Surabaya – Konflik terbuka antara PDI Perjuangan dan Joko Widodo (Jokowi, mantan Presiden RI) menjadi sorotan publik, terutama setelah berbagai pernyataan dan pengungkapan kontroversial yang menyeret kedua pihak ke dalam pusaran saling tuding dan bongkar aib.
Pernyataan Henry Subiakto, Guru Besar Ilmu Komunikasi Universitas Airlangga (UNAIR), melalui akun X (sebelumnya Twitter), menarik perhatian luas, Jumat (27/12/2024).
Dalam tulisannya yang bertajuk “PDIP Versus Jokowi, Kebusukan Siapa yang Akan Terbongkar?”, Henry mengulas bahwa perseteruan ini tak hanya menunjukkan nuansa politik yang sarat intrik, tetapi juga mengungkap bagaimana hukum diduga dijadikan alat kekuasaan.
Henry Subiakto, yang juga mantan Staf Ahli Menkominfo Bidang Komunikasi dan Media Massa, mencatat, konflik bermula dari klaim Agus Rahardjo, mantan Ketua KPK, yang menyebutkan intervensi Jokowi dalam kasus e-KTP.
Klaim ini diperkuat dengan sikap PDI Perjuangan yang menyebut Jokowi pernah memerintahkan kriminalisasi terhadap Anies Rasyid Baswedan.
Puncaknya adalah pemecatan Jokowi dari keanggotaan PDI Perjuangan, yang menjadi titik panas hubungan kedua pihak.
Dalam responsnya, Jokowi, melalui KPK, dinilai memanfaatkan kasus lama seperti kasus Harun Masiku untuk menyerang balik PDI Perjuangan.
Langkah ini membawa Sekjen PDI Perjuangan, Hasto Kristiyanto, ke status tersangka dalam dugaan obstruction of justice (menghalang-halangi penegakan hukum).
“Hukum telah menjadi alat politik,” ungkap Henry, menggambarkan bagaimana konflik ini menyingkapkan konspirasi-konspirasi yang sebelumnya tersembunyi.
Polemik ini juga berdampak positif bagi masyarakat, menurut Henry. Konflik tersebut membuka mata rakyat tentang bagaimana kekuasaan bekerja di balik layar. Pertengkaran ini, katanya, bisa menjadi pelajaran bagi rakyat yang sering dibohongi.
Drama politik ini dinilai menguntungkan publik, terutama mereka yang tidak berpihak kepada kedua kubu. Dengan saling serang, PDI Perjuangan dan Jokowi berisiko mengungkap lebih banyak skandal, termasuk soal korupsi, dinasti politik, dan kontroversi akademik.

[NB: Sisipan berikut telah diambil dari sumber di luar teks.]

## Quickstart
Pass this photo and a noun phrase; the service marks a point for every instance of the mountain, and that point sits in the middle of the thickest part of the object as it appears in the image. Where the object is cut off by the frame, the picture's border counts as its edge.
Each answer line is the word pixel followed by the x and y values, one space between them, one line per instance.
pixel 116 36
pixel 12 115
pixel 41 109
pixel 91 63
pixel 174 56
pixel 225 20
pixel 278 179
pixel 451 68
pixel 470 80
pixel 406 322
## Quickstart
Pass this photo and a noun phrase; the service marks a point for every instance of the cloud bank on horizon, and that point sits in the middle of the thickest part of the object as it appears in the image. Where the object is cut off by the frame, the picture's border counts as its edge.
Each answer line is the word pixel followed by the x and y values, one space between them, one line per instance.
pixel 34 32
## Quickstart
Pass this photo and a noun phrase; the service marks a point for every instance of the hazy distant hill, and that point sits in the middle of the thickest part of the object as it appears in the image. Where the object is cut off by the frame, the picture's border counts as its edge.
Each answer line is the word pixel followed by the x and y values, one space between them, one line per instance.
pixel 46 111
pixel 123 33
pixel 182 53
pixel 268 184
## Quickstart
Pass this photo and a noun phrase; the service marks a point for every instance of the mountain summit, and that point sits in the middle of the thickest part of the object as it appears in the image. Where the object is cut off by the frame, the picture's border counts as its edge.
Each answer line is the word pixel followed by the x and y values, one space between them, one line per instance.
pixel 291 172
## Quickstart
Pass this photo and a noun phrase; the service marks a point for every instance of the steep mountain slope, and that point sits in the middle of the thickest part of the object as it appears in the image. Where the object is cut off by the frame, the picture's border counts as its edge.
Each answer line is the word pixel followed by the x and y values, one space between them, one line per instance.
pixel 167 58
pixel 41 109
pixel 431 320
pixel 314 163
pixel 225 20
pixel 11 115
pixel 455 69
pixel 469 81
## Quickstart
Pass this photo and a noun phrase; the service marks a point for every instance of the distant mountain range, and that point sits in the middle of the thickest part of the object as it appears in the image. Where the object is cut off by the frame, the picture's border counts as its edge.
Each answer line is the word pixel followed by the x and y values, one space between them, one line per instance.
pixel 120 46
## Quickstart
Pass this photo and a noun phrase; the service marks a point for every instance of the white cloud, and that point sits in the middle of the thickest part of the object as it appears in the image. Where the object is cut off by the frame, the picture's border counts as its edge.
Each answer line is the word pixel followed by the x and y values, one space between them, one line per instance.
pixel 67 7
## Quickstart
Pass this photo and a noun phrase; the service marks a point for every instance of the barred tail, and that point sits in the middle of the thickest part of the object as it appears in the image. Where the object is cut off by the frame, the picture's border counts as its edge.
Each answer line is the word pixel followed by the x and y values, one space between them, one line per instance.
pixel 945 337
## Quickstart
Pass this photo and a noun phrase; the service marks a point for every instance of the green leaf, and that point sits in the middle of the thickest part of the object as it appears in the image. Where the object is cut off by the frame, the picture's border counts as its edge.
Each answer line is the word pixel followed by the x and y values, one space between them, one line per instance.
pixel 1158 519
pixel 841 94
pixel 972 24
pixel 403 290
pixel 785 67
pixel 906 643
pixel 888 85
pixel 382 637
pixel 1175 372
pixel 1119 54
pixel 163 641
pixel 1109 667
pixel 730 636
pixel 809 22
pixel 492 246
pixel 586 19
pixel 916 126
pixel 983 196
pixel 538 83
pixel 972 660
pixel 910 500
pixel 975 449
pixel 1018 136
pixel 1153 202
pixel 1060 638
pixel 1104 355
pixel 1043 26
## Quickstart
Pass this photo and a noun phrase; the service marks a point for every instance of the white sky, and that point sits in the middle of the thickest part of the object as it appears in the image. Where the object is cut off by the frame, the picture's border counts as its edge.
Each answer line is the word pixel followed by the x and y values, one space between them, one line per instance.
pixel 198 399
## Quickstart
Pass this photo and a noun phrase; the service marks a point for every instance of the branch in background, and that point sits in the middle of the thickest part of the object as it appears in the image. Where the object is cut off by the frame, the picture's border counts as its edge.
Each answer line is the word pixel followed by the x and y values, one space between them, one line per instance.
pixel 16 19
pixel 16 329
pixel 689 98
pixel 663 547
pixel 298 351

Seperti kata pepatah Jawa yang dikutip Henry, “Becik ketitik, olo ketoro,” yang artinya kebaikan akan tampak, keburukan akan terungkap.
Akankah drama ini menjadi akhir dari kekuasaan kedua belah pihak atau justru mempertegas posisi mereka di peta politik? Publik hanya perlu menunggu kelanjutannya.